Diagnosis of Fanconi anemia, complementation group C, as confirmed by 1) Diepoxybutane or
mitomycin C testing and 2) DNA analysis indicating FACC mutations.
Adequate baseline organ function as assessed by the following laboratory values within 30
days prior to study entry (day -30 to 0).
Adequate renal function with estimated creatinine clearance greater than 50 ml/min. (This
will be determined by serum creatinine and 24-hour urine creatinine ordered concurrently).
Adequate liver function with SGOT, SGPT and alkaline phosphatase less than or equal to 5
times the ULN (if transaminases greater than the upper limit of normal (ULN), patients
should have a hepatitis B surface antigen (HBsAG) test prior to study entry. Patients may
not enter the study if HBsAG is positive).
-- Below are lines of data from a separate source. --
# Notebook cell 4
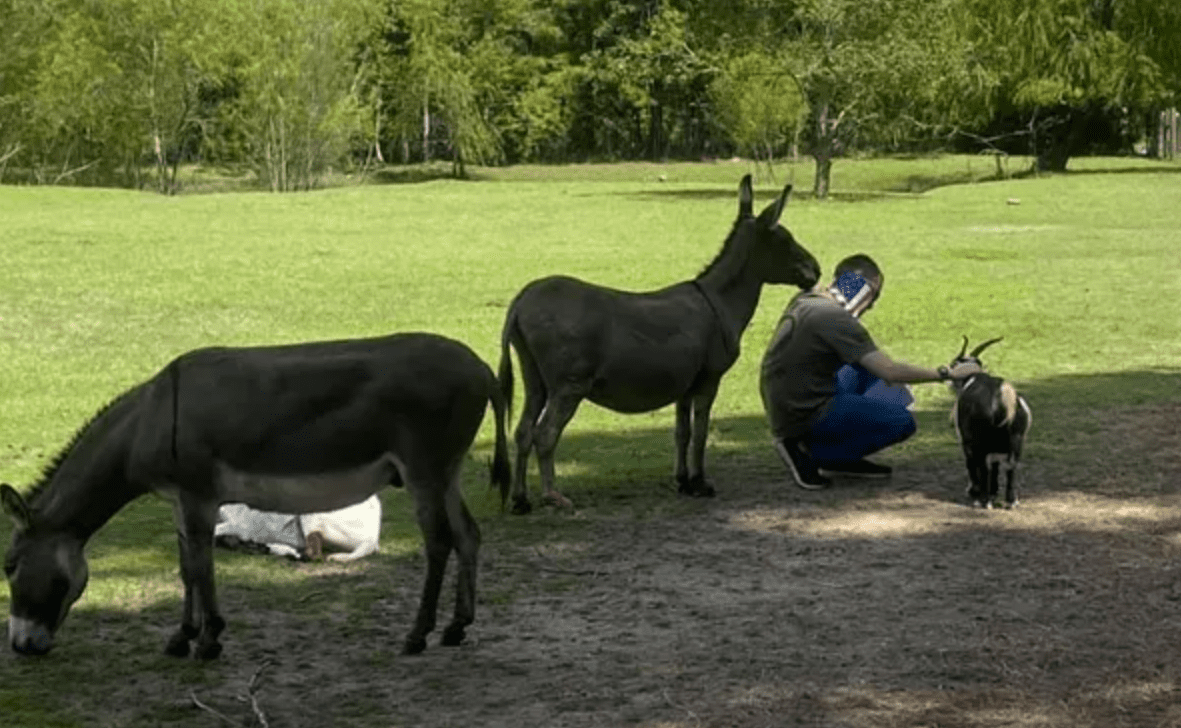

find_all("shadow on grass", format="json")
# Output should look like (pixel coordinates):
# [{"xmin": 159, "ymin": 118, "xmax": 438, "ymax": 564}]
[
  {"xmin": 0, "ymin": 370, "xmax": 1181, "ymax": 727},
  {"xmin": 613, "ymin": 186, "xmax": 938, "ymax": 204}
]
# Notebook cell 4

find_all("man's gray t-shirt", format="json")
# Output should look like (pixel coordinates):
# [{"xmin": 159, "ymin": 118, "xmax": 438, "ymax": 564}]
[{"xmin": 759, "ymin": 293, "xmax": 877, "ymax": 438}]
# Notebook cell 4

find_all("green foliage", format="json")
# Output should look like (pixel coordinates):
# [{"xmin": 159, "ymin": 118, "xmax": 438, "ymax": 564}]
[
  {"xmin": 0, "ymin": 0, "xmax": 1181, "ymax": 187},
  {"xmin": 223, "ymin": 0, "xmax": 378, "ymax": 191},
  {"xmin": 710, "ymin": 52, "xmax": 808, "ymax": 161}
]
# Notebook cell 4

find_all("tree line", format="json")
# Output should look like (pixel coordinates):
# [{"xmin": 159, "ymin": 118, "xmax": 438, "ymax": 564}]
[{"xmin": 0, "ymin": 0, "xmax": 1181, "ymax": 196}]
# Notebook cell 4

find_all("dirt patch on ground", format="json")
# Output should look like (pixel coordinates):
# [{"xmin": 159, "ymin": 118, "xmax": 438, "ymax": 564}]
[{"xmin": 23, "ymin": 407, "xmax": 1181, "ymax": 728}]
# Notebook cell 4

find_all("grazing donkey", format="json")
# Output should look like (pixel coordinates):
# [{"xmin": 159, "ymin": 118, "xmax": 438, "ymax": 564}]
[
  {"xmin": 500, "ymin": 175, "xmax": 820, "ymax": 513},
  {"xmin": 0, "ymin": 333, "xmax": 511, "ymax": 658},
  {"xmin": 951, "ymin": 337, "xmax": 1033, "ymax": 508}
]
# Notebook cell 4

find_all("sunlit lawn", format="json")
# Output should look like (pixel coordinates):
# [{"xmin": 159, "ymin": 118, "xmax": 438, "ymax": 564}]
[{"xmin": 0, "ymin": 157, "xmax": 1181, "ymax": 723}]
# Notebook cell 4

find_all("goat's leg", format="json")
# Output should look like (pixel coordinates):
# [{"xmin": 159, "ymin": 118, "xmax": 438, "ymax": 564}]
[
  {"xmin": 988, "ymin": 457, "xmax": 1000, "ymax": 507},
  {"xmin": 1005, "ymin": 460, "xmax": 1017, "ymax": 508}
]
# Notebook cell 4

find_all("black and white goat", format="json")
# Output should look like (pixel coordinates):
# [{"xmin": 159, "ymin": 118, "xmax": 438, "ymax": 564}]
[{"xmin": 951, "ymin": 337, "xmax": 1033, "ymax": 508}]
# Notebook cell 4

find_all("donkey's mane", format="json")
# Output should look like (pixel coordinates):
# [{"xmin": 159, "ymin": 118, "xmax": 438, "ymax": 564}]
[
  {"xmin": 694, "ymin": 217, "xmax": 752, "ymax": 280},
  {"xmin": 25, "ymin": 386, "xmax": 138, "ymax": 503}
]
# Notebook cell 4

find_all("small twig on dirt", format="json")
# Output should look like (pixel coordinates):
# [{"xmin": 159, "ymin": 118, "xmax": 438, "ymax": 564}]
[
  {"xmin": 533, "ymin": 546, "xmax": 602, "ymax": 578},
  {"xmin": 189, "ymin": 690, "xmax": 237, "ymax": 726},
  {"xmin": 237, "ymin": 659, "xmax": 273, "ymax": 728}
]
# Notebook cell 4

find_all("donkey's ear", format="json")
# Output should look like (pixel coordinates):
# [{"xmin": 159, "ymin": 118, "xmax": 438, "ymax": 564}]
[
  {"xmin": 0, "ymin": 483, "xmax": 33, "ymax": 531},
  {"xmin": 771, "ymin": 184, "xmax": 791, "ymax": 227},
  {"xmin": 738, "ymin": 175, "xmax": 755, "ymax": 217}
]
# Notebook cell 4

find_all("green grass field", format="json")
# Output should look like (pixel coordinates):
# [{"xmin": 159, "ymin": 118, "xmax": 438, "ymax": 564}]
[{"xmin": 0, "ymin": 157, "xmax": 1181, "ymax": 726}]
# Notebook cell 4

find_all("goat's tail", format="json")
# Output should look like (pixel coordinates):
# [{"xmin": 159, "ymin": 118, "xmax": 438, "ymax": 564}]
[{"xmin": 997, "ymin": 382, "xmax": 1017, "ymax": 427}]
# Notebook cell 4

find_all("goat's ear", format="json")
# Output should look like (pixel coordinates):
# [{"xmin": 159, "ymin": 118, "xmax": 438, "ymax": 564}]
[
  {"xmin": 738, "ymin": 175, "xmax": 755, "ymax": 217},
  {"xmin": 0, "ymin": 483, "xmax": 33, "ymax": 531},
  {"xmin": 972, "ymin": 336, "xmax": 1005, "ymax": 357}
]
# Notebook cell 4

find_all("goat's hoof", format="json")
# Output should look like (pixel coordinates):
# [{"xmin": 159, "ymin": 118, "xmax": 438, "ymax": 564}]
[
  {"xmin": 677, "ymin": 477, "xmax": 718, "ymax": 498},
  {"xmin": 164, "ymin": 630, "xmax": 189, "ymax": 657},
  {"xmin": 193, "ymin": 641, "xmax": 221, "ymax": 659}
]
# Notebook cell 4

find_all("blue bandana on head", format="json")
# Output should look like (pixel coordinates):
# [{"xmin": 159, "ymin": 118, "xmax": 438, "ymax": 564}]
[{"xmin": 836, "ymin": 271, "xmax": 868, "ymax": 301}]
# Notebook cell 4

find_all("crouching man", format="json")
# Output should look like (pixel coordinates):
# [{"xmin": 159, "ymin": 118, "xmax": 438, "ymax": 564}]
[{"xmin": 759, "ymin": 254, "xmax": 980, "ymax": 490}]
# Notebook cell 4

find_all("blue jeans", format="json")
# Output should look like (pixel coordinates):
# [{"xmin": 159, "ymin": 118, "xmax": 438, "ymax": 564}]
[{"xmin": 808, "ymin": 364, "xmax": 918, "ymax": 466}]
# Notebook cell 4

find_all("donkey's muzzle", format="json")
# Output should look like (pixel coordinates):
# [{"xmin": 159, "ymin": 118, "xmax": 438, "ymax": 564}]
[{"xmin": 8, "ymin": 617, "xmax": 53, "ymax": 655}]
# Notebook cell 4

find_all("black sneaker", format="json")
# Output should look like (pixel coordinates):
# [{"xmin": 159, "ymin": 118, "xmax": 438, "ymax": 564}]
[
  {"xmin": 820, "ymin": 460, "xmax": 894, "ymax": 479},
  {"xmin": 775, "ymin": 440, "xmax": 833, "ymax": 490}
]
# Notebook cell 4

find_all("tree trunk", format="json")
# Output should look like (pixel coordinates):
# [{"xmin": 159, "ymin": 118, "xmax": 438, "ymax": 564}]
[
  {"xmin": 813, "ymin": 150, "xmax": 833, "ymax": 200},
  {"xmin": 423, "ymin": 100, "xmax": 431, "ymax": 162}
]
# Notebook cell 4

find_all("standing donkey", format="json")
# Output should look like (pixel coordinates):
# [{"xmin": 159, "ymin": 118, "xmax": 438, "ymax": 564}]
[
  {"xmin": 500, "ymin": 175, "xmax": 820, "ymax": 513},
  {"xmin": 0, "ymin": 333, "xmax": 511, "ymax": 658}
]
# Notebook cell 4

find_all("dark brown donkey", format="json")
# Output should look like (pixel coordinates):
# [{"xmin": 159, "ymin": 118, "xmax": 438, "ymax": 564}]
[
  {"xmin": 0, "ymin": 333, "xmax": 511, "ymax": 658},
  {"xmin": 500, "ymin": 175, "xmax": 820, "ymax": 513}
]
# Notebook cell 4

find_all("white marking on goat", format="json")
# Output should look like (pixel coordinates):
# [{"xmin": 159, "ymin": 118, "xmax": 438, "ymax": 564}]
[
  {"xmin": 1000, "ymin": 382, "xmax": 1017, "ymax": 427},
  {"xmin": 8, "ymin": 616, "xmax": 53, "ymax": 651}
]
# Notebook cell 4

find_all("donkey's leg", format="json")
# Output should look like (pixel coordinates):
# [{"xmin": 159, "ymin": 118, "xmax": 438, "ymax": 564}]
[
  {"xmin": 164, "ymin": 505, "xmax": 201, "ymax": 657},
  {"xmin": 1005, "ymin": 460, "xmax": 1017, "ymax": 508},
  {"xmin": 443, "ymin": 473, "xmax": 479, "ymax": 646},
  {"xmin": 513, "ymin": 346, "xmax": 546, "ymax": 515},
  {"xmin": 167, "ymin": 493, "xmax": 226, "ymax": 659},
  {"xmin": 679, "ymin": 381, "xmax": 718, "ymax": 498},
  {"xmin": 533, "ymin": 391, "xmax": 582, "ymax": 508},
  {"xmin": 402, "ymin": 489, "xmax": 451, "ymax": 655},
  {"xmin": 673, "ymin": 395, "xmax": 693, "ymax": 489}
]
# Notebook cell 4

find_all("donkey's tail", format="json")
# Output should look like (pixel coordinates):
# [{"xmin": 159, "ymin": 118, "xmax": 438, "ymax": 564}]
[
  {"xmin": 488, "ymin": 371, "xmax": 513, "ymax": 508},
  {"xmin": 496, "ymin": 299, "xmax": 516, "ymax": 420}
]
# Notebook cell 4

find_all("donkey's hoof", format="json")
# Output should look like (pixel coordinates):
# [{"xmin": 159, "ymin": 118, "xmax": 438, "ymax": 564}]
[
  {"xmin": 164, "ymin": 630, "xmax": 189, "ymax": 657},
  {"xmin": 677, "ymin": 477, "xmax": 718, "ymax": 498},
  {"xmin": 193, "ymin": 642, "xmax": 221, "ymax": 659},
  {"xmin": 439, "ymin": 625, "xmax": 465, "ymax": 648}
]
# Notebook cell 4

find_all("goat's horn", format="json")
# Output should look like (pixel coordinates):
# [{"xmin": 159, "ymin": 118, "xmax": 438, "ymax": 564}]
[{"xmin": 972, "ymin": 336, "xmax": 1005, "ymax": 357}]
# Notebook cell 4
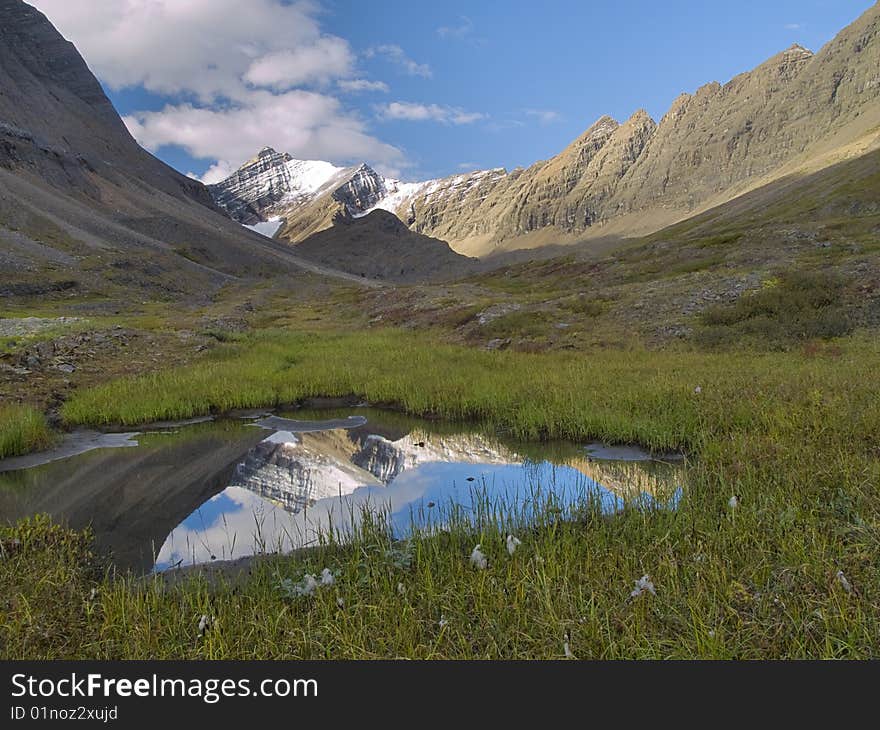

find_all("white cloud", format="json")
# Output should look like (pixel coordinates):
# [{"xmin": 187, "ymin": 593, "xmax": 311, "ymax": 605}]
[
  {"xmin": 124, "ymin": 89, "xmax": 405, "ymax": 172},
  {"xmin": 336, "ymin": 79, "xmax": 391, "ymax": 94},
  {"xmin": 199, "ymin": 161, "xmax": 238, "ymax": 185},
  {"xmin": 31, "ymin": 0, "xmax": 405, "ymax": 175},
  {"xmin": 364, "ymin": 44, "xmax": 434, "ymax": 79},
  {"xmin": 33, "ymin": 0, "xmax": 350, "ymax": 102},
  {"xmin": 523, "ymin": 109, "xmax": 562, "ymax": 124},
  {"xmin": 244, "ymin": 36, "xmax": 354, "ymax": 91},
  {"xmin": 376, "ymin": 101, "xmax": 488, "ymax": 124},
  {"xmin": 437, "ymin": 15, "xmax": 474, "ymax": 41}
]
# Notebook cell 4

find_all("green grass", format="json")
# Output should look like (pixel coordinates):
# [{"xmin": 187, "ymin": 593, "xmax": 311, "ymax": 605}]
[
  {"xmin": 0, "ymin": 405, "xmax": 54, "ymax": 459},
  {"xmin": 0, "ymin": 330, "xmax": 880, "ymax": 659}
]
PT and PTT not more than 1.5 times the ULN.
Serum Amylase less than or equal to 1.5 times the ULN.
Bilirubin less than or equal to 3.0 mg/dL.
Triglyceride less than 400 mg/dl.
Ability to give informed consent.
Normal cardiac function by history and exam.
Resting transcutaneous oxygen saturation greater than 90 percent on room air.
Karnofsky Performance Status greater than or equal to 40.
Although there are no blood count criteria for inclusion in this study, preference will be
given to patients with significant marrow failure as reflected by anemia, neutropenia,
and/or thrombocytopenia. Furthermore, we intend to first enroll adults and older children,
to the extent possible, before enrolling younger children.
Patients who meet any one of the following criteria will be excluded from study entry:
Patients presenting with acute leukemia or bone marrow aspirate revealing greater than 10
Pregnant or lactating females (all patients must practice adequate birth control and
females of child-bearing potential must have a negative serum beta-HCG pregnancy test
(within Day -7 to Day 0).
Acute infection: any acute viral, bacterial, or fungal infection which requires specific
therapy. Acute therapy must have been completed within 14 days prior to study treatment.
Hepatitis-B surface antigen positive patients.
Acute medical problems such as ischemic heart or lung disease that may be considered an
unacceptable anesthetic or operative risk.
No patients with any underlying conditions which would contraindicate therapy with study
treatment (or allergies to reagents used in this study).
Patients less than 25 kg in weight .
Patients who elect bone marrow transplantation.